La princesa de París
Arantxa vivió una intensa relación de amor-odio con Roland Garros, que ganó tres veces por una el Open de Estados Unidos
Campeona española absoluta a los 13 años, Arantxa Sánchez Vicario alcanzó a los 17 años, en 1989, su primera final de Roland Garros. Mientras cenaba con ellos, el periodista español más veterano preguntó en la víspera de la final a sus colegas: '¿Y si gana? ¿Os imagináis lo que supondría?'. La respuesta más suave fue: 'Rozas la locura'. Su rival era la alemana Steffi Graf, la reina que había destronado a las estadounidenses Chris Evert y Martina Navratilova. Ganarla parecía inasumible. Pero Arantxa no aceptaba un papel secundario: 'No tengo nada que perder. Lo que he hecho ya es muy grande, pero quiero ganar'.
El público se frotaba al día siguiente los ojos cuando Arantxa se impuso en el desempate de la primera manga. Pero cuando Graf se puso 5-3 en la definitiva las ilusiones parecían esfumarse. Sin embargo, Arantxa ganó. Entonces se fundamentaron varios de sus mitos. Fue allí donde el mundo descubrió su revés centelleante y explosivo, donde surgió su '¡vamos!' como un grito de guerra y donde realizó la primera de las grandes remontadas que le abrieron la puerta de la historia.
Aquél fue el inicio de una historia de amor y odio con Roland Garros, la cita de sus mejores triunfos, pero también aquélla en la que fue víctima de la incomprensión ante sus supuestas tácticas defensivas. Entre 1987 y 2000, París fue la fortaleza de Arantxa, un torneo que ganó tres veces y en el que alcanzó al menos los cuartos de final, excepto en 1990, durante 14 años. Fue su plataforma de lanzamiento hacia otros objetivos que se resumen en 12 finales y 22 semifinales entre los cuatro torneos del Grand Slam. Eso supone una regularidad brutal, que tuvo su máxima expresión entre 1994 y 1996, años en que ganó dos títulos grandes y jugó ocho de las doce finales posibles.
Sin embargo, en 1997 llegó su primera gran crisis. 'Haber perdido cinco finales grandes le está pesando mucho', comentó entonces su hermano Emilio, que pasó a hacerse cargo de su dirección técnica; 'para una campeona como ella, es un golpe muy duro'. Allí se la enterró por primera vez. Pero resurgió y en 1998 protagonizó otra de sus grandes remontadas frente a la norteamericana Serena Williams en los octavos de final -perdía por un set y 5-2- para acabar ganando su último Roland Garros.

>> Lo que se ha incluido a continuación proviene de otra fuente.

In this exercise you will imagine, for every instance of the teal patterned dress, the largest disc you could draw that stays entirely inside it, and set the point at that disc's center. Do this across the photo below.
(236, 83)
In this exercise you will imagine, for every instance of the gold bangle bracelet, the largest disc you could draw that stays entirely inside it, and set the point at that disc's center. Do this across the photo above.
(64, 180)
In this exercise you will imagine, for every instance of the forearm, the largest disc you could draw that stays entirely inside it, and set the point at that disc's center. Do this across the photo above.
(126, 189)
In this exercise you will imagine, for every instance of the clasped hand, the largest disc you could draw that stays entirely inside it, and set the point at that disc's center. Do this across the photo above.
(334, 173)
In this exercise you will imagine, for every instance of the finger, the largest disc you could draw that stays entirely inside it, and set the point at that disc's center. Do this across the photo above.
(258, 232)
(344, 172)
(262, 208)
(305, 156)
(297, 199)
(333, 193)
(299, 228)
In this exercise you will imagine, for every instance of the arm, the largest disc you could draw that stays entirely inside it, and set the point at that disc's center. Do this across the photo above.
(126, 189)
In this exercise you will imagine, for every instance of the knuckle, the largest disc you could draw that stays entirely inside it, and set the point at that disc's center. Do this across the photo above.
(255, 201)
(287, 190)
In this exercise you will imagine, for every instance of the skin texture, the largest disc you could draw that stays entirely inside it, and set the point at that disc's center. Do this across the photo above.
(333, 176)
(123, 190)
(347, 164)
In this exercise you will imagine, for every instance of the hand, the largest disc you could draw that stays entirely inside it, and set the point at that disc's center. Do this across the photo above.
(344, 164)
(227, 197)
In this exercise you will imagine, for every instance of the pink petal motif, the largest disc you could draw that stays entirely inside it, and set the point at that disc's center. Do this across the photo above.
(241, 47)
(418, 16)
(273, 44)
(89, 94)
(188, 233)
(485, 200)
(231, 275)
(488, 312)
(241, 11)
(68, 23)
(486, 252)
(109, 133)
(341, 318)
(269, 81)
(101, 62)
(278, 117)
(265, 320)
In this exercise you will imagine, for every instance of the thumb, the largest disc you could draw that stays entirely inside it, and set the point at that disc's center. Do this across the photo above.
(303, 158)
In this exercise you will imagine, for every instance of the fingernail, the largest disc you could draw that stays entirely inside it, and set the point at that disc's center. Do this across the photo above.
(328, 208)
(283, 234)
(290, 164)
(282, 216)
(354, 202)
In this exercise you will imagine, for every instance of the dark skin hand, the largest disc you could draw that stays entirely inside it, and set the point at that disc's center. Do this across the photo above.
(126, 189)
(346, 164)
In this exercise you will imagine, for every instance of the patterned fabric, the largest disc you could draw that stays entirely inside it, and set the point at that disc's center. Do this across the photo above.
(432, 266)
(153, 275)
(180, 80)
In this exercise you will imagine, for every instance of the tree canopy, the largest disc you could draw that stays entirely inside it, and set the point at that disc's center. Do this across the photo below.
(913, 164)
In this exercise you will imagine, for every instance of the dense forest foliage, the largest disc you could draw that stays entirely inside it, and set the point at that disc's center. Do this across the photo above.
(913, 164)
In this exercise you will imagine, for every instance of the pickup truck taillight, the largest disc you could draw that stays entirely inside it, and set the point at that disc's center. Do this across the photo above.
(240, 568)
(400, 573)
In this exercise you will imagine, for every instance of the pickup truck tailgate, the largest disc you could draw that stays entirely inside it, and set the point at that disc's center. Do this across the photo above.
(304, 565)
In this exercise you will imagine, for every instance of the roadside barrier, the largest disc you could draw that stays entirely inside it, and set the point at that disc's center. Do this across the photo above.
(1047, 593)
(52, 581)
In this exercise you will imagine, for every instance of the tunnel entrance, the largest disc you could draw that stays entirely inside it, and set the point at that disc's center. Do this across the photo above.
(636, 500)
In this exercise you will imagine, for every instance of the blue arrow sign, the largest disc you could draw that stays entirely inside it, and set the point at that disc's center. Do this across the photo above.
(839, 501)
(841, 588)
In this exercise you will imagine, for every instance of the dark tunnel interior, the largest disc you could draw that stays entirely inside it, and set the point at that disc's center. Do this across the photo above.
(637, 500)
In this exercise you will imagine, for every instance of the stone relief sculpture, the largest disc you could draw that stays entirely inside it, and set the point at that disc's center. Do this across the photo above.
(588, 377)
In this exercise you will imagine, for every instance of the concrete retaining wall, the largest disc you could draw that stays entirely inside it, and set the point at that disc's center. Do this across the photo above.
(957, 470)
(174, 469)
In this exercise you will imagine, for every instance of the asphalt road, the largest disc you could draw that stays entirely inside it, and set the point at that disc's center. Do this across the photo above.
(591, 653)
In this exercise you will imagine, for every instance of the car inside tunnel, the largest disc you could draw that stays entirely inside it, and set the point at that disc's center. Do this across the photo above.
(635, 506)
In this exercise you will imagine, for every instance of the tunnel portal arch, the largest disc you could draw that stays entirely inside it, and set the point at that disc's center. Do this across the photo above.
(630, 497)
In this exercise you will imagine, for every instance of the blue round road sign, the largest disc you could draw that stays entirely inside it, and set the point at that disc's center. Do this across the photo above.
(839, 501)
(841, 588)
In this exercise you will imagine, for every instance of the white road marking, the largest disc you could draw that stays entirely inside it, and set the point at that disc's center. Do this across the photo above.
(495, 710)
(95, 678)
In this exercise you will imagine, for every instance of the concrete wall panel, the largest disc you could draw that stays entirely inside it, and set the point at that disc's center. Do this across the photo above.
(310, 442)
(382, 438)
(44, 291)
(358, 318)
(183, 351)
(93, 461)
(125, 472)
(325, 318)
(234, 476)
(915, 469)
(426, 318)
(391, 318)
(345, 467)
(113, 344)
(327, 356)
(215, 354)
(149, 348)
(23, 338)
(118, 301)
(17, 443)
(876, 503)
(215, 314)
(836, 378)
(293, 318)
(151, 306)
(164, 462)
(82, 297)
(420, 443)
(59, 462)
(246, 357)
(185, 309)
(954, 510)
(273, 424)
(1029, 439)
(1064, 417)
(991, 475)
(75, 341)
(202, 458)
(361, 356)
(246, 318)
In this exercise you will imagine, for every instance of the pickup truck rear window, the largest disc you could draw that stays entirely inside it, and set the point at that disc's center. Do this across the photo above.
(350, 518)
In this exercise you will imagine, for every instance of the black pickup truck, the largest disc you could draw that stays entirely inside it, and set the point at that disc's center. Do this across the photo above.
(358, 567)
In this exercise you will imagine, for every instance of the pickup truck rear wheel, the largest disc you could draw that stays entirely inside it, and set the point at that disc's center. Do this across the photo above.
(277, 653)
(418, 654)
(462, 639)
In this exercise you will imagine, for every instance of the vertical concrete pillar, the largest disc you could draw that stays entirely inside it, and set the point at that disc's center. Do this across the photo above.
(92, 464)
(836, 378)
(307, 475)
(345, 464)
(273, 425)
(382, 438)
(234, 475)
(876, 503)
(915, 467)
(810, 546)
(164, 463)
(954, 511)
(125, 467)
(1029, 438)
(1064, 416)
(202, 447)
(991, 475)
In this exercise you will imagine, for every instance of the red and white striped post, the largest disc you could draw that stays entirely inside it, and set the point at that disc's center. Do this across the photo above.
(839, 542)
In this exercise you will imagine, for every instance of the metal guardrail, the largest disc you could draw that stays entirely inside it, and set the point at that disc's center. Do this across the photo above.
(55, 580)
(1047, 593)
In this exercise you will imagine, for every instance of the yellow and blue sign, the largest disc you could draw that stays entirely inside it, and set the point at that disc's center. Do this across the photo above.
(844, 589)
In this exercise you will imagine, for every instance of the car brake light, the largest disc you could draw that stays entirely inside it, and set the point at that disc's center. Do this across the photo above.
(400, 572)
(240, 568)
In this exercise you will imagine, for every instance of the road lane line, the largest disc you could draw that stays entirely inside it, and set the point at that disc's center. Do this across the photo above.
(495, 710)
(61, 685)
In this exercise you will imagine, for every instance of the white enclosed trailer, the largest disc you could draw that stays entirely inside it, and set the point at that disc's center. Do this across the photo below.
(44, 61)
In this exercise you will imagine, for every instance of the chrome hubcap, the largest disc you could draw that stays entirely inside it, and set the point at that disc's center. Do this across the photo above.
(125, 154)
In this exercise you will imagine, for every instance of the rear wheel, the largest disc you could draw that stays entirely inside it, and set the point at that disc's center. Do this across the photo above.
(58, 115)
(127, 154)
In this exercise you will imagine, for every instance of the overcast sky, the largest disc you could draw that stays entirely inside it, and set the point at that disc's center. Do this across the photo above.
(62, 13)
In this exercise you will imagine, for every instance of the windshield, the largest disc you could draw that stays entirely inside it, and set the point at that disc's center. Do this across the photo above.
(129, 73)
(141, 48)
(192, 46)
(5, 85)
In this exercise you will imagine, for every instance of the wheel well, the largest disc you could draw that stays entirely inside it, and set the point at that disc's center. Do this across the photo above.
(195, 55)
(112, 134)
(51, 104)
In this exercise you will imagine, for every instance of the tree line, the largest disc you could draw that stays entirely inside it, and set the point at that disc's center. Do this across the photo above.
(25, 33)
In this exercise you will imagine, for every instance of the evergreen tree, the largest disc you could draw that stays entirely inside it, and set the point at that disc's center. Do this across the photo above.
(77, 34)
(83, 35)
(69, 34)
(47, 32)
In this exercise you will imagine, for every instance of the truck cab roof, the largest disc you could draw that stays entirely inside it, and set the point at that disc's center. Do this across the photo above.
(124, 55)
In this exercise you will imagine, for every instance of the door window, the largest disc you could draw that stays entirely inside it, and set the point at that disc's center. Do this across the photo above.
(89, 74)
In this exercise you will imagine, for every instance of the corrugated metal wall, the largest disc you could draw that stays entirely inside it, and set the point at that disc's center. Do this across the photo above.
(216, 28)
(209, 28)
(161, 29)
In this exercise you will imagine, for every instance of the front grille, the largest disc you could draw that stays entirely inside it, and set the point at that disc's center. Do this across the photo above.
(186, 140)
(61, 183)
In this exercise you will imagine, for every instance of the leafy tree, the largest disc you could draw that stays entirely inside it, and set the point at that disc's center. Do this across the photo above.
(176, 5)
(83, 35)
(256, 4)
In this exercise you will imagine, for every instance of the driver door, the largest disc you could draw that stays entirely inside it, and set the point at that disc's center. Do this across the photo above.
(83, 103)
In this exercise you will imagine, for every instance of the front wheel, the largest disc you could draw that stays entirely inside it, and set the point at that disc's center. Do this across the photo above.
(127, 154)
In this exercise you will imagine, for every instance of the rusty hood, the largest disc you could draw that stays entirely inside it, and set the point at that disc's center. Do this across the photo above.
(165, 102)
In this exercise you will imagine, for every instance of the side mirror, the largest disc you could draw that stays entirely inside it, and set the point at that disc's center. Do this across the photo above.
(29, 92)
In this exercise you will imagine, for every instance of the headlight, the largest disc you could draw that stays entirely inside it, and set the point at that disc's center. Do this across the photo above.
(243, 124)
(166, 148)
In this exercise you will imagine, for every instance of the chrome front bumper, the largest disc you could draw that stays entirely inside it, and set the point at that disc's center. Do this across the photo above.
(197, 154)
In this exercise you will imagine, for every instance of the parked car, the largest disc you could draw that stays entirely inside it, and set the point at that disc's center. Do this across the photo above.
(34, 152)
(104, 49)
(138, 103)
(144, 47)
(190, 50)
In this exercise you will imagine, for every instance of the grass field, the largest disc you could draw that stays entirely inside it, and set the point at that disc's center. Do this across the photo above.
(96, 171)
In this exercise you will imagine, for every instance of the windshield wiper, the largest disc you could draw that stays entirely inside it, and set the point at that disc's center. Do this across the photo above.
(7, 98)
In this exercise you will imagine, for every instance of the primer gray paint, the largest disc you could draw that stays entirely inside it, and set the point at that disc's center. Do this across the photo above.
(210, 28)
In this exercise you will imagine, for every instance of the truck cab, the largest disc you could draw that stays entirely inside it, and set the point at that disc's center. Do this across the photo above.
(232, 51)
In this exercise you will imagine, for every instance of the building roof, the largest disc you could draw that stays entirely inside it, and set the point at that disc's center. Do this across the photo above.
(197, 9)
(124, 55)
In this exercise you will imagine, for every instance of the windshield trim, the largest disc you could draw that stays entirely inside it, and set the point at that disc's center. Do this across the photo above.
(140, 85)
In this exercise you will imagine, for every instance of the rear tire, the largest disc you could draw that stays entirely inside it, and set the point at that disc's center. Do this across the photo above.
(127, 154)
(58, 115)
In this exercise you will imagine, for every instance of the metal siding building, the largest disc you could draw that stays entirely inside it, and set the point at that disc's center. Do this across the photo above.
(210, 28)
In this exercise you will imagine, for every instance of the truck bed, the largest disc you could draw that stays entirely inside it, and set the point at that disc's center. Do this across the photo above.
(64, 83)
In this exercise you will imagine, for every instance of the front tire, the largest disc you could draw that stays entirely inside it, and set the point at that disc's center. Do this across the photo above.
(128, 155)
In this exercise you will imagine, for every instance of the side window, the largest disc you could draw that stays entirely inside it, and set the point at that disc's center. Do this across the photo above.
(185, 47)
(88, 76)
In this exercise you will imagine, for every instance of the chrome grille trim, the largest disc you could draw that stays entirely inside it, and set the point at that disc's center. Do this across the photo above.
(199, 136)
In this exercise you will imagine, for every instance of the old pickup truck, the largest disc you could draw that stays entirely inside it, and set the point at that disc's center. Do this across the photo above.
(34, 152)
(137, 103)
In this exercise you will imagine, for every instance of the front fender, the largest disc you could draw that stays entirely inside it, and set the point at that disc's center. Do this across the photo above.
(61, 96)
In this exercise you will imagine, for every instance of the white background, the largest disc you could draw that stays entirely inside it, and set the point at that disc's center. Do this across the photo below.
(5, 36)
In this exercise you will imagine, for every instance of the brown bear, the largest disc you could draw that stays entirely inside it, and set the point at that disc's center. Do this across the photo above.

Fue su forma de decir adiós. 'Os quiero', les dijo a los franceses que la habían silbado en varios partidos. Y encaró la parte final de su esplendorosa carrera. Se casó en 2000 y se independizó un poco de su familia, que la había sobreprotegido en sus primeros años y dado la estabilidad necesaria para centrarse en su juego. Luego, en 2001, llegó el divorcio; el distanciamiento de sus padres; el idilio con su entrenador, Antoni Hernández, y el hecho de que a los 31 años el físico no responde como a los 18.
Todo ello, combinado con la irrupción de las hermanas Williams y de una generación de pegadoras que imprime una velocidad a la bola que anula las posibilidades de réplica de Arantxa en sus condiciones actuales. Demasiadas cosas. Los pilares en los que había basado su carrera se estaban hundiendo. Y la fortaleza, el positivismo, la garra y la pasión iban desapareciendo. Por primera vez, Arantxa era vulnerable.